Quel est le point de départ de ce long métrage ?

Au départ, je ne savais rien de cette affaire. Je l’ai découverte dans un ouvrage de l’auteur très catholique et conservateur Vittorio Messori, qui abordait la vie d’Edgardo Mortara et défendait les raisons qui ont poussé le Pape à le séparer de sa famille. Son livre révèle les contradictions de Mortara sur le plan existentiel. Il semble qu’en plus de son enlèvement – que Messori passe d’ailleurs sous silence -, Mortara n’a pas jouit d’une vie très sereine. Il a revendiqué sa liberté et sa conversion spontanée pour devenir catholique. D’ailleurs, le film devait initialement s’intituler La Conversion. Le récit qu’en fait Messori trahit une souffrance, une angoisse permanente avec les contradictions qui l’habitaient.

Dans le film, vous traduisez cet état par une scène où il est tout prêt de faire tomber le Pape en voulant embrasser ses mains…

C’est exact. Il y avait certainement au fond de lui de très lourds conflits non résolus. Ceci dit, même si des pulsions très souterraines de rébellion semblent avoir subsisté dans sa conscience, il était incontestablement catholique. Il n’a jamais remis en question sa conversion à la foi catholique.

Comment avez-vous abordé l’étape du scénario avec Susanna Nicchiarelli ?

Outre celui de Messori, nous avons essentiellement basé notre travail sur les ouvrages de Daniele Scalise, qui évoque aussi cette affaire, et de David Kertzer, que Steven Spielberg a voulu adapter avant de se raviser. Comme pour Esterno Notte, nous nous sommes attachés à baser notre récit sur des faits historiquement indiscutables, et à laisser notre imagination s’insérer dans les espaces qu’elle avait laissés vacants. Nous avions très peu d’informations sur l’intimité des personnages. Nous avons respecté quelques pierres angulaires historiques pour bâtir la structure du film : l’enlèvement en 1858, le procès en 1860 et la prise de Rome en 1870.

 

« Je n’ai pas réalisé Rapito pour affirmer un principe politique ou tenir un discours contre l’église ».

 

Rapito s’interroge sur la différence entre foi et dogme. Qu’est-ce que votre film dit de l’Italie catholique d’aujourd’hui?

Il est évident que ce qu’a vécu Eduardo Mortara ne pourrait pas advenir aujourd’hui, à l’ère du dialogue et d’un pape extrêmement ouvert. À l’époque, il y avait effectivement, autour de la foi catholique, l’idée qu’elle n’était pas discutable. Mais Rapito n’est pas un film politique. Je ne l’ai pas réalisé pour affirmer un principe politique ou tenir un discours contre l’église. C’est un film qui n’est pas explicitement partisan d’un camp contre l’autre. J’ai été attiré et passionné par le destin de cet homme. Son histoire m’a procuré de l’émotion et de la tension. Pour moi, c’est la voie royale à la réalisation d’un film. Ma sympathie va clairement à cet enfant qui subit un acte d’une extrême violence.

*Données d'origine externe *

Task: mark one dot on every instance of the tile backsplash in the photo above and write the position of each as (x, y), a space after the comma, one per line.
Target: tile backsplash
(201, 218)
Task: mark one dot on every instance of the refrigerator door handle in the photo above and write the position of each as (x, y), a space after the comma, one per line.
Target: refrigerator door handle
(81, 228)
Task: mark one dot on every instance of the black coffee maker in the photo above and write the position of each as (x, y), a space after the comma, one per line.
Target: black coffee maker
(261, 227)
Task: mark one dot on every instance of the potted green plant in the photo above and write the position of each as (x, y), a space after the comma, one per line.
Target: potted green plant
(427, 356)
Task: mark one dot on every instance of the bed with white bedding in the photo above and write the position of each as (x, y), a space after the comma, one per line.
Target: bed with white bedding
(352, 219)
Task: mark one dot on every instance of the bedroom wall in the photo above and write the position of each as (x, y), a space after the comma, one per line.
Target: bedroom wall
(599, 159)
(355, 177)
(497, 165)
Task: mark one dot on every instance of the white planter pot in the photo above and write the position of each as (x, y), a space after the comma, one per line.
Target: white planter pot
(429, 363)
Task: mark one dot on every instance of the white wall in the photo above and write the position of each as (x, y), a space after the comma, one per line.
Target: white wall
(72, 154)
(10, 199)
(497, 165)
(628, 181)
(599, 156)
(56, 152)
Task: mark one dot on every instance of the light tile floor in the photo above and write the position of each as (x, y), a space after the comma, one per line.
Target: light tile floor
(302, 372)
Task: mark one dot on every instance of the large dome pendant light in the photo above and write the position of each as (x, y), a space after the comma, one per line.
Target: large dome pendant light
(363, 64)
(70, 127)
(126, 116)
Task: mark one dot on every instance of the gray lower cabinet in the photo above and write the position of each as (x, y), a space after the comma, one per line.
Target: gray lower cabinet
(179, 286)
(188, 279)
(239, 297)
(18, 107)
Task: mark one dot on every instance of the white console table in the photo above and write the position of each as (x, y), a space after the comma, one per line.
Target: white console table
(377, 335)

Visuellement, vous avez beaucoup travaillé sur les clairs-obscurs et une coloration de tons très bruns. Pourquoi ?

Nous nous sommes inspirés de la peinture réaliste et romantique de l’Italie du 19ème siècle, une période durant laquelle l’Italie s’est construite et dont sont issues nombres de toiles avec des sujets militaires et familiaux. En ce qui concerne les décors, les costumes, les couleurs et les contrastes, nous nous sommes également basés sur des toiles issues de la grande tradition pré-impressionniste de la peinture italienne et française, tel Eugène Delacroix.

Le film doit beaucoup à la performance d’Enea Sala, l’incroyable jeune acteur qui interprète Edgardo Mortara…

Enea est un enfant qui n’a même pas été baptisé, qui n’est jamais allé à l’église, et qui n’est pas juif non plus ! Ce qu’il donne à voir à l’écran, c’est son ressenti du personnage et il l’interprète en évitant cette manière qu’on les enfants d’imiter ce qu’ils voient à la télévision. Il a apporté quelque chose de très profond à son rôle et c’est une richesse extrême pour le film. Je voulais qu’il se sente libre. L’implication à son égard des autres acteurs du film a également été déterminante. Le risque, c’était qu’il joue comme une marionnette.